Faster Than The Wind

Some guy posted a video a while back of a little RC wind car he'd made which could go straight down-wind faster than the wind, leading to rather a lot of drama and bad epistemology. (A shameful day for "scientists" indeed. More need to learn to tell the difference between understanding why something isn't true and not understanding why it is.)

Really, it ought to be fairly obvious that it can be done, even before knowing how to do it. There is a differential in motion between two objects (the wind and the ground) which means there is energy that can be extracted, regardless of how fast you are moving relative to either of them. It's just a matter of how to do it.

The way it does work is a bit counter-intuitive to be sure. In particular, when the cart is going faster than the wind, it is the ground that is driving the wheels and those in turn the propeller, so that the propeller is actually pulling the cart down wind faster than the wind. (This is the opposite from a cart which drives straight upwind, where the wind is driving the propeller which drives the wheels which push the cart forward via the earth.)

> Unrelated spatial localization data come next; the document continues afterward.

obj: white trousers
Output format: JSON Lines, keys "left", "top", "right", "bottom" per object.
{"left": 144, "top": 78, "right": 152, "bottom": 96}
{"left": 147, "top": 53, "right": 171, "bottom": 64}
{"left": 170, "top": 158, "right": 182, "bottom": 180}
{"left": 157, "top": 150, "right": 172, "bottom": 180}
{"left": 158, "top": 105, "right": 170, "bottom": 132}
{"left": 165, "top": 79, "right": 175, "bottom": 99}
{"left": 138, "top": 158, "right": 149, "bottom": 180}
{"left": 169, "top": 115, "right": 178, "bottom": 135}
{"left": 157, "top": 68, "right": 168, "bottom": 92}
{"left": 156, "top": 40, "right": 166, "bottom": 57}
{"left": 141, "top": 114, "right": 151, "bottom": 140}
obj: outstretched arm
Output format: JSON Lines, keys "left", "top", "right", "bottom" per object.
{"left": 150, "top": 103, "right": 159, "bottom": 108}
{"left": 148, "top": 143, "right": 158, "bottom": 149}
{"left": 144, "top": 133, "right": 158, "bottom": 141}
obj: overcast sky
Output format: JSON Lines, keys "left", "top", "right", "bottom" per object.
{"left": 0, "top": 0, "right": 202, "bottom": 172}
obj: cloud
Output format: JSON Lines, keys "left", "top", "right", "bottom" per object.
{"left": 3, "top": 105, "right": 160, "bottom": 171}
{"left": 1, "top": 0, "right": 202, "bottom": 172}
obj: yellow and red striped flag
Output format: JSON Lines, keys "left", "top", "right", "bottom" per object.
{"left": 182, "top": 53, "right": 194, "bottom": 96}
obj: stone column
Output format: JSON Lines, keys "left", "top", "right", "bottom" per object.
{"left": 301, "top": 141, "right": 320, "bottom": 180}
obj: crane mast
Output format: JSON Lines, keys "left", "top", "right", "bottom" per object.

Having made sense of that, I wanted to make a little animation to illustrate it. (I failed to find any animation software that would run on my currently-outdated OS, so I wrote an animation library today from scratch. Sigh.)

Note that a propeller is pretty much like a gear locked into the wind--just a worm-gear instead of a round gear, and with some slip instead of locked in, but the basic principles are the same. (You can imagine a propeller inside the black gear below, pointing to the right. The tips of the propeller would slip through the black notches at the top and bottom, with the pitch of the propeller following the notch backward as the blade passes through it.) The theoretical top speed is proportional to 1/(1-g) where g is the gear ratio (green to black), so again counter-intuitively, the lower the gear ratio (the closer to 1:1), the faster the cart will go. The motive force is inverse to that, however, so is quickly overcome by friction if the ratio is too low. [If the ratio passes 1:1, the sign of the top speed changes (coming back from infinity on the other side), and the cart starts driving upwind instead of downwind.]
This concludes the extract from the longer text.